After this he mostly concentrated on the Scottish Munros and non-technical Alpine ascents, as well as mountaineering in Norway, Iceland, Atlas, Wind Rivers (Rockies) etc.   

In 1971 he compleated all the Munros, becoming the 101st Munroist, compleating on Bidean nam Bian, Glen Coe.

From his teaching job at Ampleforth College, throughout the 1970s and 1980s, he set up and ran the Ampleforth College Mountaineering Club where he taught boys to rock climb on local crags, and he led almost annual expeditions for the pupils to exotic locations, as well as frequent trips to Scotland, where he took teenage boys on back-packing and camping adventures in the Cairngorms and up challenging peaks in winter conditions in March.

The most ambitious of these was in 1977 when he led the first every party from a UK school to climb in the Himalaya. For this he received a Winston Churchill Memorial Fellowship Award.   

However Richard was best known from his prolific writing.

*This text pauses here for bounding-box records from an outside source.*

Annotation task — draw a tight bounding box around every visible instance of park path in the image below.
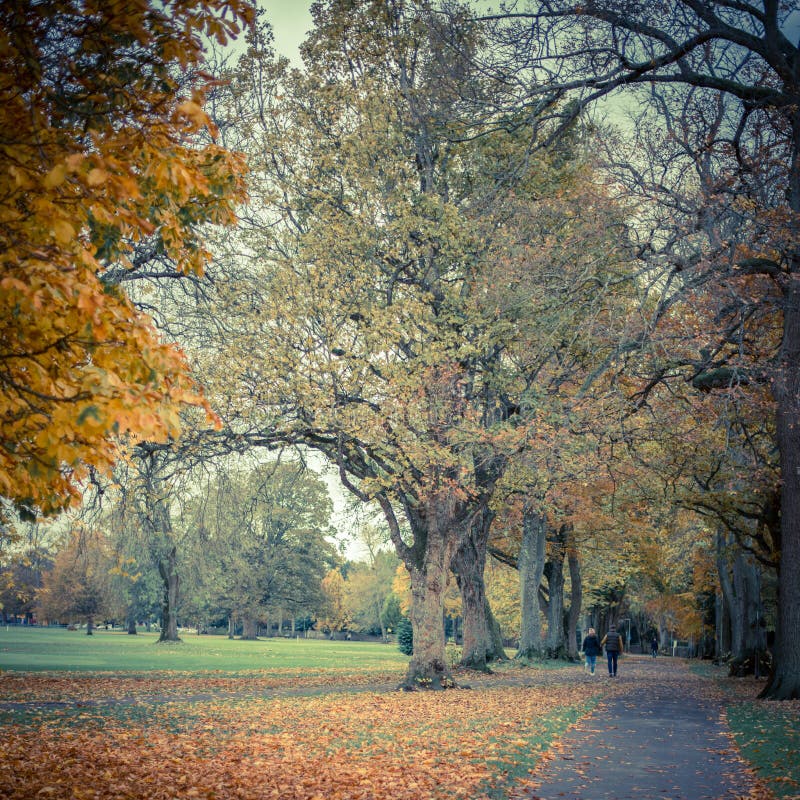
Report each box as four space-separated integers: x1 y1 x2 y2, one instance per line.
526 656 772 800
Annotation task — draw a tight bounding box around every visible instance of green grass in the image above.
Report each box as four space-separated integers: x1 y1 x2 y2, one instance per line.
0 626 408 673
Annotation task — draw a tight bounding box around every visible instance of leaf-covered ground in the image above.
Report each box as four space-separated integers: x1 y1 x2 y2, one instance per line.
0 673 599 800
0 658 800 800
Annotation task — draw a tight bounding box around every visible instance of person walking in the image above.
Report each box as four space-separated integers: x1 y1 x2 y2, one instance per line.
581 628 603 675
600 624 622 678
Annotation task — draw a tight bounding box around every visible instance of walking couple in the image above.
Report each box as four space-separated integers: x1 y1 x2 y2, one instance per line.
581 625 622 678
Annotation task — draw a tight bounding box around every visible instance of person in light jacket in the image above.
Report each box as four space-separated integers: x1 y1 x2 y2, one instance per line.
581 628 603 675
600 625 622 678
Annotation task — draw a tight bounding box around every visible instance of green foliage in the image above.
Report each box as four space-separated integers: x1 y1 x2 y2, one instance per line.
0 625 406 680
397 616 414 656
381 592 403 633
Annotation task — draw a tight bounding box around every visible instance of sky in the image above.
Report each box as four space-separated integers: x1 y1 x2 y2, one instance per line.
259 0 311 61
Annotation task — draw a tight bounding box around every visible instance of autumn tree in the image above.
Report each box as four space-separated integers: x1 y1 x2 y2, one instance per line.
37 528 113 636
345 550 398 640
205 1 632 685
482 0 800 699
0 0 251 513
318 568 350 639
182 461 335 638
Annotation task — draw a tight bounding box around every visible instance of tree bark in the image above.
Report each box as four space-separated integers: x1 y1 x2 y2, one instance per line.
386 491 464 691
567 544 583 661
486 597 508 661
761 233 800 700
544 550 566 658
158 545 180 642
242 617 258 641
515 504 547 660
450 508 495 672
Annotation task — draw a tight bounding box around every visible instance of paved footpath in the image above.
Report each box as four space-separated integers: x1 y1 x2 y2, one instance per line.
528 656 771 800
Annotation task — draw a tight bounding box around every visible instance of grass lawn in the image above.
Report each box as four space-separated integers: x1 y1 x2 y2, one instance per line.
0 629 596 800
0 625 408 674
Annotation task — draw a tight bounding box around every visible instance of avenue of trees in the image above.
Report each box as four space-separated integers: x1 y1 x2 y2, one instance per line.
0 0 800 699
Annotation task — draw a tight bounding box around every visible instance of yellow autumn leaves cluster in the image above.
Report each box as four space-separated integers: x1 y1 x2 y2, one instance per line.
0 0 252 511
0 677 585 800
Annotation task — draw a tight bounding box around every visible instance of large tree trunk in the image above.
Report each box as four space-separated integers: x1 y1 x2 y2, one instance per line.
242 617 258 641
761 120 800 700
733 549 764 658
158 545 180 642
544 551 566 658
515 504 547 660
386 492 456 691
567 543 583 661
450 509 494 672
486 597 508 661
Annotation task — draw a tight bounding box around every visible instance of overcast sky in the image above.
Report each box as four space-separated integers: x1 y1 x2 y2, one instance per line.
260 0 311 60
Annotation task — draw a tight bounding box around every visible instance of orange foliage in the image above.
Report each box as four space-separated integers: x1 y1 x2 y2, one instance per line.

As well as occasional articles published in the Alpine Journal, Richard was a regular columnist for High Magazine, with ‘Richard Gilbert’s Walking World’.

And he was author of several mountaineering and hill walking books, including the classic coffee-table series with Ken Wilson: Big Walks, Classic Walks, and Wild Walks, which were the walking equivalents of the likes of Classic Rock and Hard Rock, and on which a 1980s Chanel 4 TV series called ‘Great Walks’ was based.

His best-selling book Exploring the Far North West of Scotland won Best Guidebook in the Outdoor Writers and Photographers Guild awards in 1995.

His books included:

1. Memorable Munros (1976, 1978, then by Diadem Books Ltd 1983)

2. Hillwalking in Scotland (1979, Thornhill Press)

3. Young Explorers (1979, GH Smith & Son)

4. The Big Walks (1980, Diadem Books Ltd)

5. Mountaineering for All (1981, Batsford)

6. Classic Walks (1982, Diadem Books Ltd)

7. Wild Walks (1988, Diadem Books Ltd)

8. Richard Gilbert’s 200 Challenging Walks in Britain and Ireland (1990, Diadem Books Ltd)

9. Exploring the Far North West of Scotland (1994, Cordee)

10. Lonely Hills and Wilderness Trails (2000, David & Charles)

11. York – a photographic history of your city (2002, Black Horse Books, WH Smith)

Richard was also an active campaigner for outdoor access, the environment and Scotland’s wild land, and he was a long-term member and supporter of the John Muir Trust and the Scottish Wild Land Group.

He was plagued with a hereditary kidney disease, and had to start dialysis in 1998, where he was tied to a machine for four hours per session, three times a week. Despite this, he managed to maintain his adventurous lifestyle by arranging visiting dialysis sessions in Inverness, Mallorca, New Zealand etc.

He was on dialysis for nine years before getting a kidney transplant, before that needing open heart surgery so that he was fit enough for a transplant, and was finally free again to travel to the Lake District and the Scottish Highlands and Islands. However, long-term dialysis and transplants came at a major cost to his health, and he suffered a major stroke in 2014 that partially paralysed his left arm and left leg. He fought hard to recover, maintained his positive attitude and still managed to feed his passion for the mountains by driving to the Lake District, the Yorkshire Dales and even, in 2017, to Ullapool.

He died on 16th January 2018, aged 80, at York Hospital.